Later segments brought in marketing lead Tanya Lee Perkins, Trinidad-born production manager Kerry Gibbons, and Lenox Aldrin, who helped produce the Zone when it launched in July 2011. Perkins recalled early operations from a small New Kingston office, carriage at first only on Kingston cable systems, and later rollout across dozens of Caribbean territories and into Spanish-language markets such as the Dominican Republic. She credited much of the expansion vision to executive Oliver Mintosh, whom she described as a driving force behind brand tours, rights acquisitions and high-profile properties including English Premier League football, UEFA Champions League matches and Trinidad’s Secondary Schools Football League, which she said SportsMax helped put on television for the first time.

Gibbons spoke about relocating from Trinidad ahead of the London 2012 Olympic Games, while Aldrin retraced the nerve-racking first live transmission, when senior executives crowded the studio until production staff cleared the room minutes before air.

International voices included sportscaster Alex Jordan, joining remotely from a cricket assignment in Guyana, and former Zone anchor Alexis Nunes, now with ESPN, who praised SportsMax for foregrounding Caribbean athletes and stories. Sportsmax.tv content editor Leighton Levy, who said he had spent nine and a half years with the digital side and frequent studio appearances, reflected alongside colleagues on how the website fed on-air segments.

Sister lifestyle and diaspora channel Scene TV was represented by senior producer Tena Thomas, marking a decade with that brand and describing email from viewers in Canada and the United States who relied on its Caribbean-focused newscast and magazine strands.
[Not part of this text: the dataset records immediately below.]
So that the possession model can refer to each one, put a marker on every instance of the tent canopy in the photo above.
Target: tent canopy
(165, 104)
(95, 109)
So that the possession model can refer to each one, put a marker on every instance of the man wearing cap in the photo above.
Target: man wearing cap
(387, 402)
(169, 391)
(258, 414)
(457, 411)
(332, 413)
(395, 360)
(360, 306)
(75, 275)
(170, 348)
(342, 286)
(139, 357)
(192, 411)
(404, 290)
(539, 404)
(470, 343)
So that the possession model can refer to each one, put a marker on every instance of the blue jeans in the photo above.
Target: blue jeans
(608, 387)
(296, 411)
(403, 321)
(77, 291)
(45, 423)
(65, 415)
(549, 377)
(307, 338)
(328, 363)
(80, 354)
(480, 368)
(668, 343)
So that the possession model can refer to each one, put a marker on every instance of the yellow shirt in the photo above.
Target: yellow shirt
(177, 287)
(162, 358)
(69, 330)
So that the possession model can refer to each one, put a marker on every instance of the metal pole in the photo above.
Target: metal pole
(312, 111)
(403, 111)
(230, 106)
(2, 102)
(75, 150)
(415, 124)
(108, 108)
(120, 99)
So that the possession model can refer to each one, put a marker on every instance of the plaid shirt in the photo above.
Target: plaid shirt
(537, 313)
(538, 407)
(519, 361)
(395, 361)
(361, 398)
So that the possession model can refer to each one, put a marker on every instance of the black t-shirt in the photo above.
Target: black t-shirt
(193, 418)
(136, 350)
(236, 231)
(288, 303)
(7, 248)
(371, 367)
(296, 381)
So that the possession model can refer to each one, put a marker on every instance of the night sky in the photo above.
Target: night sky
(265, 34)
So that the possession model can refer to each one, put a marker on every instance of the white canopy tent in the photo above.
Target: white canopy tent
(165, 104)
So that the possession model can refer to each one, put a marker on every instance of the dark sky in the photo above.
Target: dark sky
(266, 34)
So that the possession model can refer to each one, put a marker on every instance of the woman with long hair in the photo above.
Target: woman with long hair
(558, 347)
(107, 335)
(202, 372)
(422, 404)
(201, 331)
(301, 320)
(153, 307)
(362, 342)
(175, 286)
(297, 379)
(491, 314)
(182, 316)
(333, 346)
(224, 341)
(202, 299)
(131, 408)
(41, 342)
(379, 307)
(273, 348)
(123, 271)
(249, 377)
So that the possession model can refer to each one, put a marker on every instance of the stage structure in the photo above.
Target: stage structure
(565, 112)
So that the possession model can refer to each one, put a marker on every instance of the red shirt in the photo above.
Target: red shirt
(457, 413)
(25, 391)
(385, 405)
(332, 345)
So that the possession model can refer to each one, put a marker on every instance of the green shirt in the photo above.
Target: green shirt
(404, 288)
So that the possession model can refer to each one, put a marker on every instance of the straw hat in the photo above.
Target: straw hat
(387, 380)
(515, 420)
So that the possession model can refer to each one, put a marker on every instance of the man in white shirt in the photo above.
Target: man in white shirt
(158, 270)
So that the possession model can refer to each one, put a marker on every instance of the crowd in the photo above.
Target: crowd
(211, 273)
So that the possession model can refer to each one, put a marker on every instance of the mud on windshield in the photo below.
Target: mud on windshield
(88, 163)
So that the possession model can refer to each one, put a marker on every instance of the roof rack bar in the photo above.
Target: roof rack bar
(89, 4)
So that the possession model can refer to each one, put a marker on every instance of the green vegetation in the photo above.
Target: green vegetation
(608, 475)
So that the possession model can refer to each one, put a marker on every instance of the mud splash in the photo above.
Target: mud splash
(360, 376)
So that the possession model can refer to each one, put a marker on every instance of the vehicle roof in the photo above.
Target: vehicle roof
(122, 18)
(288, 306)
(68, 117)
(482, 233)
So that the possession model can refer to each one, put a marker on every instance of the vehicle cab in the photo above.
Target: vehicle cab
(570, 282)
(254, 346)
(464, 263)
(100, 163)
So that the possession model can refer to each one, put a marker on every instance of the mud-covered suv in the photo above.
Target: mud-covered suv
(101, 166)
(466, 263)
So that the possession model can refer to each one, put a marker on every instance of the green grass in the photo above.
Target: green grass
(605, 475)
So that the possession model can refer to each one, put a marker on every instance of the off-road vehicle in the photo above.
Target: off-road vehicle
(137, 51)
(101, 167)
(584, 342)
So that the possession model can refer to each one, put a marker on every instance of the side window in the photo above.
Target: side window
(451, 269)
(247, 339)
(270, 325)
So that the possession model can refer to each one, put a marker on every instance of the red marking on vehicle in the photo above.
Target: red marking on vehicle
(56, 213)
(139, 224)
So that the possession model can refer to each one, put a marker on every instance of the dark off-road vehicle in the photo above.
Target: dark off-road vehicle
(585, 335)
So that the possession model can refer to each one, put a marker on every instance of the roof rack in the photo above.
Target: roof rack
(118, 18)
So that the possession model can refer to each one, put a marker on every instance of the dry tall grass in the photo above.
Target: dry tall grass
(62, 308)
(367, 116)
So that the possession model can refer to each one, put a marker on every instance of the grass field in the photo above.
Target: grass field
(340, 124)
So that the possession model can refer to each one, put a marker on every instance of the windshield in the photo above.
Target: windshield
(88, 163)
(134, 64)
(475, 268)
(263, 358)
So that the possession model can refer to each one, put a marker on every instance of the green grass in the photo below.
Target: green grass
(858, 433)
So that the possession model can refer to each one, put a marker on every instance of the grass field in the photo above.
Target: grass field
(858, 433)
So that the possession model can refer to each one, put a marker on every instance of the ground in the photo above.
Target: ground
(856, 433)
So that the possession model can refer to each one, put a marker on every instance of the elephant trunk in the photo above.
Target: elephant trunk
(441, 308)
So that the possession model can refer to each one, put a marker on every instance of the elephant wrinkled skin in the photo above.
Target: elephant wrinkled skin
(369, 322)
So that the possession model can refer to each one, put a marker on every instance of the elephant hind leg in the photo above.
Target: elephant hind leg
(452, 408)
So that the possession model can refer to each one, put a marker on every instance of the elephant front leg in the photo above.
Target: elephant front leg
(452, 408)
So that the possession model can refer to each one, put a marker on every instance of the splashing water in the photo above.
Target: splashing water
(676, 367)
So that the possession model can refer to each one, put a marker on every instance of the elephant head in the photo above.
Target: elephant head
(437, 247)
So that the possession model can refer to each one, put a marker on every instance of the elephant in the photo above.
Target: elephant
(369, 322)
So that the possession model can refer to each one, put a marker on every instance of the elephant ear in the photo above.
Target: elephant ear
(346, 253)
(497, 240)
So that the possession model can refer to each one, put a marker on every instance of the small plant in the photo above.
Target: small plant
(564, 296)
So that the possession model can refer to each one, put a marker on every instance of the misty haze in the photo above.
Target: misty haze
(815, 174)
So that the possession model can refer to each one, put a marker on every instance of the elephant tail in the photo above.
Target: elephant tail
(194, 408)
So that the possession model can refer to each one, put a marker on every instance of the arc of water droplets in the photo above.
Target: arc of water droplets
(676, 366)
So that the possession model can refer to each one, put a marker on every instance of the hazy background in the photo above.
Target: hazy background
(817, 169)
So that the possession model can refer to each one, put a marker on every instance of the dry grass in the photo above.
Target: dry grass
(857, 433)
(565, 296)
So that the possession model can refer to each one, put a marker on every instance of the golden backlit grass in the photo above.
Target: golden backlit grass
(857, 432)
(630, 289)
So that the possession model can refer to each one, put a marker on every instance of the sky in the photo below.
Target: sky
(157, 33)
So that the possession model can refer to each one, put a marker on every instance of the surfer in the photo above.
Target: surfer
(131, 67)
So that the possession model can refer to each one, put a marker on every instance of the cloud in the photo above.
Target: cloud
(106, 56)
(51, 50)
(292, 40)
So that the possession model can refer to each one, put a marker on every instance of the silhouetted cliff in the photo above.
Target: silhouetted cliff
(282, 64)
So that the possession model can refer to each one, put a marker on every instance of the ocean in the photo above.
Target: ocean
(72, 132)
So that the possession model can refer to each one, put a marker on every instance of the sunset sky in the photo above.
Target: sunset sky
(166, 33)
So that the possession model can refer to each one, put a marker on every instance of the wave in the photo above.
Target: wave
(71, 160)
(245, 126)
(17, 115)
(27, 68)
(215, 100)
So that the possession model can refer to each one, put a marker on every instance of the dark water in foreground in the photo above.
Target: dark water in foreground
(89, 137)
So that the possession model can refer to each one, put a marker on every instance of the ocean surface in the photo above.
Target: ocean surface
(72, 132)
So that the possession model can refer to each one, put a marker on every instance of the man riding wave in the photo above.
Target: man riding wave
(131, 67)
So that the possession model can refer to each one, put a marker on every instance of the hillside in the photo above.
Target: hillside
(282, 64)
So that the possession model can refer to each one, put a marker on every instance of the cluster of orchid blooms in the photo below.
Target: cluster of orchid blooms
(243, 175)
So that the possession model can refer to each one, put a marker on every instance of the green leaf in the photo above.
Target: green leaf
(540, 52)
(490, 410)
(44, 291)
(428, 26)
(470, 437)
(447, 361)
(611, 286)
Toward the close, Whitaker read a written statement on behalf of Oliver McIntosh, long-serving former chair and chief executive, in which McIntosh saluted presenters past and present—including Mariah, Lance, Ricardo, Donald, George, Alexis, Simon, Alex and Joel—and framed the shutdown as part of natural industry evolution rather than defeat. In that message he also invoked the late chairman Pat Russo. McIntosh wrote, "The closure of Sports Max is an example of that change, not an example of failure," while insisting the network’s imprint on regional sport media would endure.

West Indies all-rounder Dwayne Bravo contributed a brief recorded tribute, and veteran Eastern Caribbean broadcaster Joseph “Red” Pereira left a voice note asking for time on a future bulletin to outline wider worries about sports coverage after SportsMax. Production drivers, engineers, directors and junior producers likewise recorded goodbye messages, many crediting mentors Phil Riley and Michael Edwards by name. The programme ended with the four lead hosts thanking viewers and signing off for good.